移転価格・賃金構造を解説 第4回静友会会合
静岡銀行の取引先同士の親睦団体「インドネシア静友会」は23日、西ジャワ州カラワン県のカラワン工業団地(KIIC)事務所で第4回会合・セミナーを開き、二輪・四輪関係など製造業を中心に会員企業の約60人が出席した。
フェアコンサルティング・インドネシアの子田俊之さんと佐藤篤さんが講演した。
子田さんは移転価格税制について問題点を絞って解説。「現在、2016年3月期の税務調査が最終局面にあるが、当局が移転価格課税について特段、集中的に調査している様子はない」と報告した。
その一方で企業が改めて自社の税務リスクを把握すること、提出書類の内容の確認、税務調査時の対応のあり方について考えておくことの重要性を語った。
佐藤さんは賃金テーブル作成義務について解説した。政府は15年に従業員の階級や職位、勤続期間などを考慮して賃金の構造やその幅(賃金テーブル)を定めることを義務付けた。違反した場合は業務停止などの罰則がある。
賃金テーブル決定について、賃金テーブルは経営者が一方的に決定できるので、労働組合と協議する必要はない▽従業員への通知の際には、面談や紙面で通知し、問題が起きないように記録を残した方がよい——など注意点を説明した。

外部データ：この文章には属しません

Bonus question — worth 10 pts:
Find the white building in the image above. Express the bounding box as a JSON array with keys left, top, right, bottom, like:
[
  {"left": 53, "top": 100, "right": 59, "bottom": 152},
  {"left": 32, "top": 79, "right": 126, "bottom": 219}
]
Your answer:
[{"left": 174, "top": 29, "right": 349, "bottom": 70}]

また、アジア各国の近年の最低賃金動向を振り返り、「インドネシアは中国やベトナムと比較しても、最賃の上昇率が際立って高い」と指摘した。
今回は初の試みとして静岡県東南アジア事務所の芹澤裕之所長が講演。静岡大学が推進するアジアからの留学生受け入れ制度「アジアブリッジプログラム」について説明した。
試験料や1年目の授業料が全額不徴収で奨学金制度が充実していること、産学連携事業の強みを生かして日本国内での就職支援に力を入れていることなど特徴を挙げ、「県内をはじめとする日本の企業に就職して、アジア展開で活躍できるようなブリッジ人材を育成するのが目的」と話した。